They review the issue in the context of the United States’s First Amendment law and legal cases involving algorithms and libel.

The research points out two key issues to consider:

  • determining fault in a case of algorithm-based libel, and
  • the inability of news organizations to adopt defenses similar to those used by Google and other providers of algorithmic content.

For public figures as plaintiffs in libel cases, proving that the news algorithm was intended to cause harm could be difficult. If a news organization relied on an algorithm without any additional editorial oversight prior to publication, the case could be different. News organizations should be aware about liability concerning private plaintiffs, who can win a libel case by proving the negligence on the part of the news organization, the authors note.

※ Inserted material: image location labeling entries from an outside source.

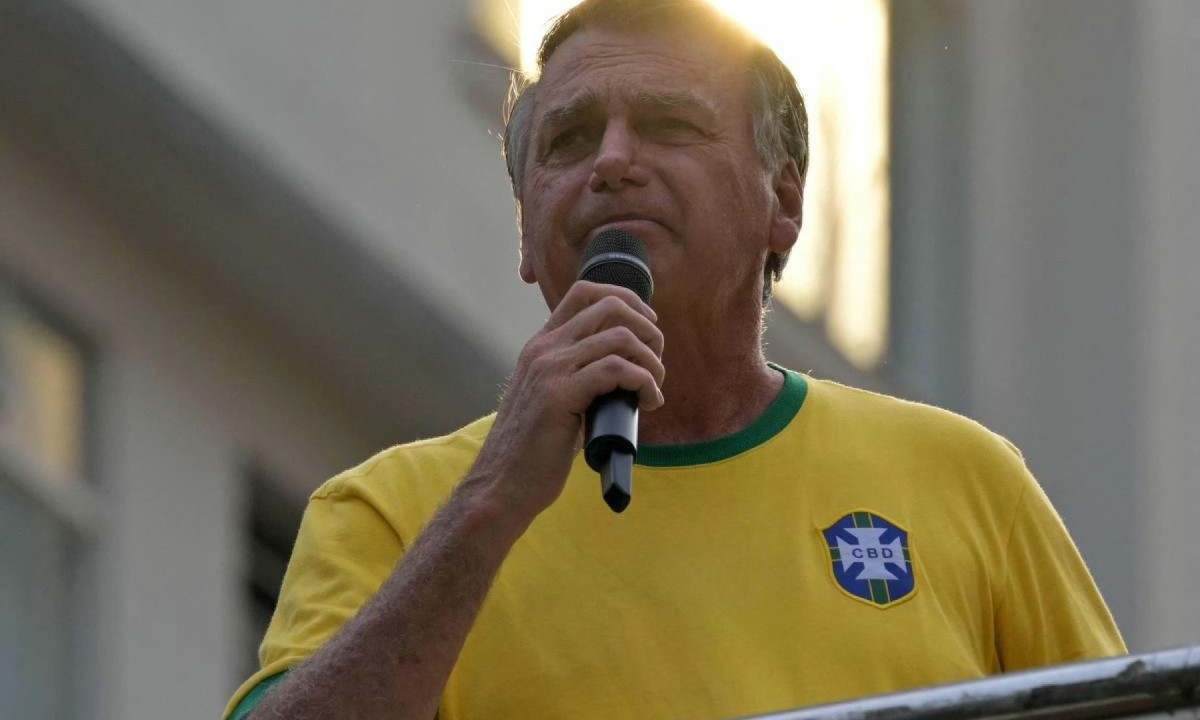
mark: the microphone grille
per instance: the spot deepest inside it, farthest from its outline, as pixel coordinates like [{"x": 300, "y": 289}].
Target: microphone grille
[{"x": 618, "y": 257}]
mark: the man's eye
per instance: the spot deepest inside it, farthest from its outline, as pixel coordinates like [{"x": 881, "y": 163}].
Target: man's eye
[
  {"x": 569, "y": 138},
  {"x": 670, "y": 127}
]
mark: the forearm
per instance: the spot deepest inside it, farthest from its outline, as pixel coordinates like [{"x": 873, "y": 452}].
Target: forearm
[{"x": 393, "y": 659}]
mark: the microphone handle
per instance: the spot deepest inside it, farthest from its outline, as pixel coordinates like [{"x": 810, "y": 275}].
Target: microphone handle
[{"x": 611, "y": 444}]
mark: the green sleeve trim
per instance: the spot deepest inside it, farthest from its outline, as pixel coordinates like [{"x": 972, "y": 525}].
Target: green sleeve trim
[
  {"x": 256, "y": 695},
  {"x": 773, "y": 420}
]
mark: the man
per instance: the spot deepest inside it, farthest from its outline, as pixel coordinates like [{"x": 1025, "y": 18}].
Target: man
[{"x": 791, "y": 541}]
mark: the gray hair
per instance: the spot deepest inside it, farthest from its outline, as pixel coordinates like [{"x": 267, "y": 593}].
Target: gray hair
[{"x": 778, "y": 112}]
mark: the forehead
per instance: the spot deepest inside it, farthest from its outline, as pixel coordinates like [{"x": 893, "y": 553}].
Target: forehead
[{"x": 622, "y": 65}]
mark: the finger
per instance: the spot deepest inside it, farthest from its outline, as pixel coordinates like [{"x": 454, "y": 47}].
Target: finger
[
  {"x": 612, "y": 312},
  {"x": 618, "y": 341}
]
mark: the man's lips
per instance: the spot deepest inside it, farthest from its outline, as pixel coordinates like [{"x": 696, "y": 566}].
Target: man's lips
[{"x": 631, "y": 223}]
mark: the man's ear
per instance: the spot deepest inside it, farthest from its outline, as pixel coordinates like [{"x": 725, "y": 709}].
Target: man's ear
[
  {"x": 789, "y": 217},
  {"x": 526, "y": 268}
]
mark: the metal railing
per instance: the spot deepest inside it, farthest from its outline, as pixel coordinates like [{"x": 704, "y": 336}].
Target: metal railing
[{"x": 1164, "y": 684}]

The US law distinguishes between publishers and distributors. For example, Google has used the Section 230 of the Communications Decency Act to immunize itself from defamation suits arising from automated content. For news organizations, the case would not be the same. Their content, even if created algorithmically, would probably be evaluated as though it were produced through a traditional editorial process.

As the US law provides very good protection for libelious speech, news organizations in other countries are likely to face even stiffer penalties and greater regulations in situations in which automated journalism violates the law, the researchers conclude.

The article “Libel by Algorithm?” was published in Journalism & Mass Communication Quarterly and is available on the publisher’s website (free abstract).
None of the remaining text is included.